Everyone is going to be able to vibe code video games by the end of 2025
— Logan Kilpatrick (@OfficialLoganK) October 25, 2025
Vibe coding is already possible with existing AI products. It's a widely-used technique to create software allowing anyone to task an AI to build software for them, regardless of their coding abilities. However, Gemini 3.0 is expected to bring a feature other AI tools currently lack, and that's support for creating user interfaces. That's the kind of feature people without coding skills would need to make video games, as Kilpatrick teased. Before his tweet, we saw alleged Gemini 3.0 demos online, including a user's experience with a test version of Gemini 3.0 that allowed them to create functional clones of iOS, macOS, and Windows.
While Gemini 3.0's coding features are unconfirmed at the time of writing, there's one more development from the weekend that coincides with the Kilpatrick's mysterious post above. Google announced over the weekend that Gemini users can use Google AI Studio to vibe code apps — and Kilpatrick just so happens to be the lead product manager for Google AI Studio.
Google AI Studio gets vibe coding
Google said in a blog post on Sunday that it redesigned the Google AI Studio coding experience, which is available for anyone to use. You don't have to know how to use APIs, SDKs, or AI services to make an app.
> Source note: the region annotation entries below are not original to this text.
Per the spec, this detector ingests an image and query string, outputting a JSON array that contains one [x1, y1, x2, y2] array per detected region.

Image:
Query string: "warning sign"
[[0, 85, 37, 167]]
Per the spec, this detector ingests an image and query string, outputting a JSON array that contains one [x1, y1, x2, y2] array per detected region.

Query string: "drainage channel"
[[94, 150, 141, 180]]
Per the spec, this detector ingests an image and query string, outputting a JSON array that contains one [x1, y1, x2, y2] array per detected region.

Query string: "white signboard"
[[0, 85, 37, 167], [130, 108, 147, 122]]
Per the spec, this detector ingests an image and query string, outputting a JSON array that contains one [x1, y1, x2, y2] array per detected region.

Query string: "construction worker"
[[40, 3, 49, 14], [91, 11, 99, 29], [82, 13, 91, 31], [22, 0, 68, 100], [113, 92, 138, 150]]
Instead, a single prompt in Google AI Studio should help you create an app that can include various AI services at the core.
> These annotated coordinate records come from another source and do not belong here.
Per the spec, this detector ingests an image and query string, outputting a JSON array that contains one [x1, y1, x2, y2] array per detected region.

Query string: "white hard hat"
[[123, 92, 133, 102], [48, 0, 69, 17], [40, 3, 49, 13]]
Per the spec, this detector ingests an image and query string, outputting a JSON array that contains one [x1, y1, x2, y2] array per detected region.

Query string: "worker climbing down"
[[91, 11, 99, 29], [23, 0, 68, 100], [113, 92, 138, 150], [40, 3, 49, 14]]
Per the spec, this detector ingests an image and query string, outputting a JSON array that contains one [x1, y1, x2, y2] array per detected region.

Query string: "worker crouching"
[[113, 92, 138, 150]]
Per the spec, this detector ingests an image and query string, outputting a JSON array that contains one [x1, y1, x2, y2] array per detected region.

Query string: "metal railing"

"AI-powered apps let you build incredible things: generate videos from a script with Veo, build powerful image editing tools with a command using Nano Banana, or create the ultimate writing app that can check your sources using Google Search," Google said, explaining that all these capabilities can be integrated in new apps via the new vibe coding experience in Google AI Studio. The blog post makes no mention of Gemini 3.0 or any of the underlying models, but Google says AI Studio will understand what capabilities you need and will select the AI models automatically. Presumably, the experience will get better once AI Studio can employ Gemini 3.0's capabilities.
Edit app design in Google AI Studio
The new Google AI Studio experience does offer a feature that lines up with reports that said Gemini 3.0 can clone operating systems, implying the AI will let you create user interfaces via simple text prompts. Google introduced a new Annotation Mode that lets Google AI Studio users select visual elements of the app they're vibe coding and tell the AI how to change the UI (as seen above). Google offers the following prompt examples as instructions someone might give the AI: "'Make this button blue,' or 'change the style of these cards,' or 'animate the image in here from the left.'"
Finally, Google says the new App Gallery has been revamped to offer users inspiration for what's possible in Google AI Studio. They can look at existing apps vibe coded with Gemini, check out the code, and remix them into their own creations. An official YouTube playlist made by Google provides additional help for getting started with the new Google AI Studio experience.